Using a steel foundation with a standard concrete roadblock for ballast under each leg, you can erect a 40m tower. Such a structure could have a long lifetime - they’ll stand up to gust wind - but would still be classified as a temporary structure by permit issuers.

If you want to achieve the maximum loading at the minimum cost, you need professional assistance when setting up the specs

TowerXchange: How can towercos and MNOs ensure the design of new towers best meets their requirements?

Henrik Kamstrup, Partner, Intelli Towers:

If you want to achieve the maximum loading at the minimum cost, you need professional assistance when setting up the specs in order to ensure that all important aspects (e.g. updated norms, relevant wind speeds, effective equipment loading and placement et cetera) are taken into account. Having the right professional sparring partner setting up these requirements (also discussing optimal solutions for future loadings) secure the optimal specs.

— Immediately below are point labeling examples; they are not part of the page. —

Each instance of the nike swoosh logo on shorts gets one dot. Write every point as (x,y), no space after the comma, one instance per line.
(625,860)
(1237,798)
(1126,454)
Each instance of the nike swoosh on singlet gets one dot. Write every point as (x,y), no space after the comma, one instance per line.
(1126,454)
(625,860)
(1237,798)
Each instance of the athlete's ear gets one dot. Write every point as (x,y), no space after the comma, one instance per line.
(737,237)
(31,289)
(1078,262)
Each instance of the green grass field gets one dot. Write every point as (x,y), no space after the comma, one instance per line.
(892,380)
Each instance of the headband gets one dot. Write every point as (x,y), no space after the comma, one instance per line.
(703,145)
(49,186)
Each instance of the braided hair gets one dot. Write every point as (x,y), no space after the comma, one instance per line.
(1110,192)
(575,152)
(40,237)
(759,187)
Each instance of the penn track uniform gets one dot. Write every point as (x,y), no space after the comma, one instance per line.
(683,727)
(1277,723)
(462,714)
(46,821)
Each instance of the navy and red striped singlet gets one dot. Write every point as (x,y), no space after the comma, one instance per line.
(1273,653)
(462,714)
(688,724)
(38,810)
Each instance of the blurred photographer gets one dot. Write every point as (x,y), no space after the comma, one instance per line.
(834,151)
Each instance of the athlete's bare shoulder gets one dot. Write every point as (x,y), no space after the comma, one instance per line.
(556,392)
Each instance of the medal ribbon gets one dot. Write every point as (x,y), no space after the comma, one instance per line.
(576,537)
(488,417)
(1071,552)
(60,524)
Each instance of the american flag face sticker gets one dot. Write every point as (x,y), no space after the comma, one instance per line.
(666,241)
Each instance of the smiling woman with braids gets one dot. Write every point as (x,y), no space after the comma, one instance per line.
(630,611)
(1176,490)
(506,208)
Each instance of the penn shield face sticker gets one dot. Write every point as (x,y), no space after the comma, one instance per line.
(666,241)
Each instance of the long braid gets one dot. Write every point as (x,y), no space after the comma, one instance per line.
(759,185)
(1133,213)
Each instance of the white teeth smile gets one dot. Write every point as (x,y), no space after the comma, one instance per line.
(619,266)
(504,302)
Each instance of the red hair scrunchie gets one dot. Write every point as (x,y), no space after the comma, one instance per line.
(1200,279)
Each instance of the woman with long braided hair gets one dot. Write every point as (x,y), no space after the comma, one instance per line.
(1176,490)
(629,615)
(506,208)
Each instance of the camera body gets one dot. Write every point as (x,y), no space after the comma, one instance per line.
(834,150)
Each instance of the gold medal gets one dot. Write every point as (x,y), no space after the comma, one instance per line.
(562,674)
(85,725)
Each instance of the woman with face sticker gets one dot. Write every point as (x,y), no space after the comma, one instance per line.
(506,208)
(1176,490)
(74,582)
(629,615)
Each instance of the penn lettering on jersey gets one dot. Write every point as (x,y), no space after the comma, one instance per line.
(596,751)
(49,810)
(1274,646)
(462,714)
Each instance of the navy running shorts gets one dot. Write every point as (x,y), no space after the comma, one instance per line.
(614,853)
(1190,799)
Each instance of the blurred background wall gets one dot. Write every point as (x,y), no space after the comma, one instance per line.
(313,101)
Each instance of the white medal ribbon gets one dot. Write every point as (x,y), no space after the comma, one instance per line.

When offers are coming in it is also important to have professional assistance evaluating how the proposed towers fulfill the specs.

TowerXchange: Finally, please sum up how you would differentiate Intelli Towers from other tower design and service companies.

Henrik Kamstrup, Partner, Intelli Towers:

Intelli Towers are 100% dedicated for towers and uses innovative designs to deliver the maximum capacity at minimum cost. We work within the rules, norms, codes and standards to ensure quality and safety, but we know the tricks to place equipment in certain positions to gain capacity.

We’re very focused on working with our clients and meeting our clients’ needs - if we say we’ll do it, we’ll do it on time.

It’s important that we’re independent - we don’t manufacture towers. Tower manufacturers have their own engineering department, and they’re focused on selling what they have and the structures they know. We know all different manufacturers’ structures, we know the different producers, and we have a wider range of experience.